Reonomy data indicates that the multifamily market is on the rise; sales from 2018 almost tripled the amount of recorded sales in 2010 (2,194 to 8,849) It’s probable that the region is garnering attention for its strong labor pool, low cost of living, and quality of life offerings. It’s also likely the area’s large millennial population is driving market activity—a 2018 survey conducted by SmartAsset reported Cincinnati gained around 4,420 new millennials over the course of the year. As homeownership amongst millennials decreases and average multifamily prices continue to stay relatively low, Cincinnati’s strong market will likely fortify in years to come.
Multifamily blazes in the Valley of the Sun. According to 2019 Census Bureau data, the fourth fastest growing multifamily market is also the third overall fastest growing American economy. It was also announced in September that apartment investment and development is white hot throughout the MSA, contributing $53.8B to Phoenix’s local community.

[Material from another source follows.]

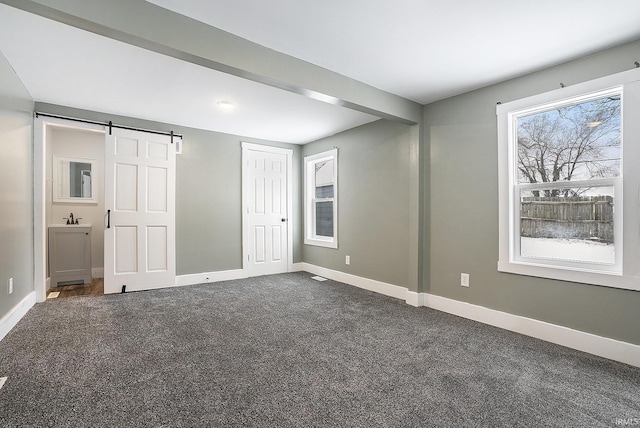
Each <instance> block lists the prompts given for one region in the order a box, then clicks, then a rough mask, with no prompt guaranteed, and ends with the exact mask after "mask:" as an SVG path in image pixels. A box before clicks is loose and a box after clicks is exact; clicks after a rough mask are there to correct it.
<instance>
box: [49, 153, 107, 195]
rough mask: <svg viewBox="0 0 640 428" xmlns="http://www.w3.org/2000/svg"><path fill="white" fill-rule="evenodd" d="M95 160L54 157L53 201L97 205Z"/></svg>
mask: <svg viewBox="0 0 640 428" xmlns="http://www.w3.org/2000/svg"><path fill="white" fill-rule="evenodd" d="M95 171H96V161H95V159H83V158H72V157H67V156H58V155H54V156H53V201H54V202H73V203H76V204H77V203H96V202H98V199H97V197H96V176H95Z"/></svg>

Our data indicates development has had a large hand in Phoenix’s multifamily boom. While net new development was low in other MSAs, it actually increased and was sustained from 2010 to 2019 in Phoenix. Why? CRE companies aren’t blind to the area’s economic shifts—as home prices in Phoenix, Mesa and Scottsdale skyrocket, more and more people are turning to renting. In fact, 37% of Phoenix’s residents currently live in apartment buildings, condos, and other multifamily buildings.

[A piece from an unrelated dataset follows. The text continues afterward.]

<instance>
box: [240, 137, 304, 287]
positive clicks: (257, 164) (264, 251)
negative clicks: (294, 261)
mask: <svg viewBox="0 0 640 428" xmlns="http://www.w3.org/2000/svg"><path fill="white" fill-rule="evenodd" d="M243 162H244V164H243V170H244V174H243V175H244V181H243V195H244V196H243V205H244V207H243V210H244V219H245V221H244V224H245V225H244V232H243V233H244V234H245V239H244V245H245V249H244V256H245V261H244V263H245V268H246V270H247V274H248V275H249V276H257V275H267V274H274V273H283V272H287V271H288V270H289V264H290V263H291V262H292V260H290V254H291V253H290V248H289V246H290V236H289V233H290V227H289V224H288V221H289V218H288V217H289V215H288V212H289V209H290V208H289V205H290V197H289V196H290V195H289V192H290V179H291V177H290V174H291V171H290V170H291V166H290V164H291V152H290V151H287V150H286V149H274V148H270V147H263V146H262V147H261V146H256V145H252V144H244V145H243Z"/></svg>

The growing economy means multifamily prices are soaring, too. While Indianapolis, Syracuse and Cincinnati had average sales prices well under $1M, Reonomy data shows that average multifamily property prices in Phoenix have fluctuated between $1.5M-$1.9M over the past four years. But that’s not stopping investors. A number of economic indicators, like employment expansion and net migration projections, will likely spur activity throughout the upcoming year.

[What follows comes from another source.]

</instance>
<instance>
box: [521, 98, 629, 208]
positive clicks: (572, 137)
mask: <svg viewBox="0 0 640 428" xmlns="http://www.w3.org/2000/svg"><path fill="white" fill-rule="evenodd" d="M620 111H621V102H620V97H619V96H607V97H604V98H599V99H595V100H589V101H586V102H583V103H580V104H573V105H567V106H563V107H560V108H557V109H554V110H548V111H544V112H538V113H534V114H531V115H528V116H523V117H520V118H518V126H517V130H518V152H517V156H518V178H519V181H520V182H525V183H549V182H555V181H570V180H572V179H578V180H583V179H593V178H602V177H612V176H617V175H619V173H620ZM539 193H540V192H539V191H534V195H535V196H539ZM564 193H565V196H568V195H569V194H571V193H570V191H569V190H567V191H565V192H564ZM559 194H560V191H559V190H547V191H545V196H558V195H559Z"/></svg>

Finally, Houston rounds off our list of the top five fastest growing multifamily markets. The Houston MSA, which encompasses The Woodlands and Sugar Land, is home to the third most populous single county in the country: Harris County. It’s also a hub for employment, with approximately 80,000 jobs added on a year-over-year basis. The labor market is especially strong across the health and life science industry, which reportedly drives $48B annually. Combined, this makes Space City a focal point on the CRE community’s radar, particularly for multifamily opportunity.
Although Hurricane Harvey caused the city setbacks in 2017, the market has certainly rebounded; In July, the Houston Chronicle reported that vacancy rates, especially in Class C housing, have hit a historic 20-year low. CBRE also reported that “year-to-date net absorption reached 10,094 units, which means Houston has already in two quarters absorbed more units than it had all of last year.”
It’s clear the multifamily market is a star performer in Houston. Reonomy data reports that investment activity has increased over the past eight years, more than doubling since 2010 (719 to 2,554). Although our data shows new development has declined, the city’s absorption and occupancy rates definitely indicate a growing need. Given its performance to date, it’s very possible the market continues its bullish trajectory throughout 2020.
While primary markets were the CRE industry’s darlings for many years, that’s no longer the case.
Times are changing: macro and microeconomic shifts are causing companies and individuals to look past big players like New York, Chicago and Los Angeles, into smaller, more affordable areas. There is certainly opportunity calling in these secondary and tertiary markets, and it’s clear multifamily investors and developers are eager to answer that call. It’s only a matter of time before we see whether or not this traction continues throughout 2020, but given the success of 2019, another strong year for multifamily might be on the horizon.